The other figures that you've mentioned, which I find fascinating, are the Cubans. Who are the Cubans in Venezuela, and how did they get there?
Chávez had a very strong and deep relationship with the Cuban regime.
Chávez and Venezuela had been helping the Cuban regime. Cuba has always been very well known – especially in the 1960s and 1970s – for their doctors. So when Chávez arrived to power, one of the deals was that there would be Cuban doctors going to Venezuela.
So you have doctors, you have nurses from Cuba, but then you have a lot of military intelligence helping the Venezuelan government, in exchange, Venezuela gives oil to Cuba, but also they pay for these people, for the doctors, the nurses and the military advisors.
On 3 January [when Maduro was kidnapped], 32 military Cubans were killed in Venezuela. So they were doing something there.
In our conversation so far, we’ve talked about this idea of this almost totalizing regime. This regime is everywhere, it’s got its people everywhere. It’s running everything.
But we also know that Trump apparently had a deal in place with Rodríguez before removing Maduro, so there have obviously been fractures in the regime as well.
So where do you actually see fractures emerging going forward?
After the elections in 2024, there was a lot of anger because the regime was not delivering as it used to, on social goods, health or security.
Caracas especially, has become a very insecure city. I think that they must have quite a lot of discontent in the lower ranks of the armed forces. And Maduro was not Chávez. Maduro didn't have the charisma that Chávez had.
If you listen to one of Chávez’s speeches, like it or dislike it, the guy was very charismatic; he was very clever. Maduro was not clever, was not charismatic.
The US is essentially investing in the current regime. I’m imagining a nightmare scenario, where you essentially have popular discontent that boils over, becomes violent, and the Venezuelan regime shoots a bunch of people and now suddenly you have the US again, like history repeating itself, giving more and more money to a Latin American dictatorship to suppress its population. How plausible is this?
Oh, this is a very likely scenario, unfortunately.
Oh dear.
Because we really don’t know how Delcy Rodríguez is going to govern, to what extent she has the support of the armed forces.
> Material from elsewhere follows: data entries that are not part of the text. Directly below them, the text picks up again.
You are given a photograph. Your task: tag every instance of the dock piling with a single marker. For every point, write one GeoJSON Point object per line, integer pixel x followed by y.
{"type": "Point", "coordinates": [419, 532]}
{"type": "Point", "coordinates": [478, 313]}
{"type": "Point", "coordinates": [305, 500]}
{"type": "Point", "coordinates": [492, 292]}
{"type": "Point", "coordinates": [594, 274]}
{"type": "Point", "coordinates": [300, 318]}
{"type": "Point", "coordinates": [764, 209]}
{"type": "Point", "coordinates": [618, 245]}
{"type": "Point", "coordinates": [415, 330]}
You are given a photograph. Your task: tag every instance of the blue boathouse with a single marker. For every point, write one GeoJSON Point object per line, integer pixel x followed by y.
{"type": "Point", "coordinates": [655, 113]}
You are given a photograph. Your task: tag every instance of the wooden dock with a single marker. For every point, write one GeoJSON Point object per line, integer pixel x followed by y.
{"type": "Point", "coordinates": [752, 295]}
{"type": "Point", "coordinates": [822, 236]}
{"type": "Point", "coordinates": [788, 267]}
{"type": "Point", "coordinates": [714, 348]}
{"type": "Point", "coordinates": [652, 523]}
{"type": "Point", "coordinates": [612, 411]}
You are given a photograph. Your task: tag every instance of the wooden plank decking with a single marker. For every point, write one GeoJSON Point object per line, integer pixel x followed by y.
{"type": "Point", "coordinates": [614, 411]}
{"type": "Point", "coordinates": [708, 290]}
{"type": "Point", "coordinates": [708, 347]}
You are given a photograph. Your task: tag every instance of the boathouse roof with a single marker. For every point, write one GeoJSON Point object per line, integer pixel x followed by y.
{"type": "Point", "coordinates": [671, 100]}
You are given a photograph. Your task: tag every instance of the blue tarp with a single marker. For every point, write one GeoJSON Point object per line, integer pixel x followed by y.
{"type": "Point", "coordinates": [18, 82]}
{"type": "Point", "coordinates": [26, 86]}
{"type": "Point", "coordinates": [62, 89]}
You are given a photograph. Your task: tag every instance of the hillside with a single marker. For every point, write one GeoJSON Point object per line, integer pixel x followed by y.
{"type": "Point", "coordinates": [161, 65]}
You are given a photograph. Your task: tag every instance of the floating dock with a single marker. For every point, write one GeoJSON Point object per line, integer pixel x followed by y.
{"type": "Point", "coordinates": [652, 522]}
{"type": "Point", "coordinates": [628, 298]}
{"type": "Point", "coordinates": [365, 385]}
We don't know if there will be a partition in the armed forces.That could make it much more difficult.
It is early days and everybody is like, “we are looking at what’s going on.”
But in six months, Venezuelans will be expecting something, something different. And maybe they are out in the streets, and maybe they're asking for María Corina [Machado] and we don't know whether María Corina is going to be better.
Trump also has to be extremely careful because I think he doesn't really understand what's going on within the poor areas of Caracas and what is going on within the interior of the country.
We have a shock, and now this is like a period of calm, but a storm can start anytime.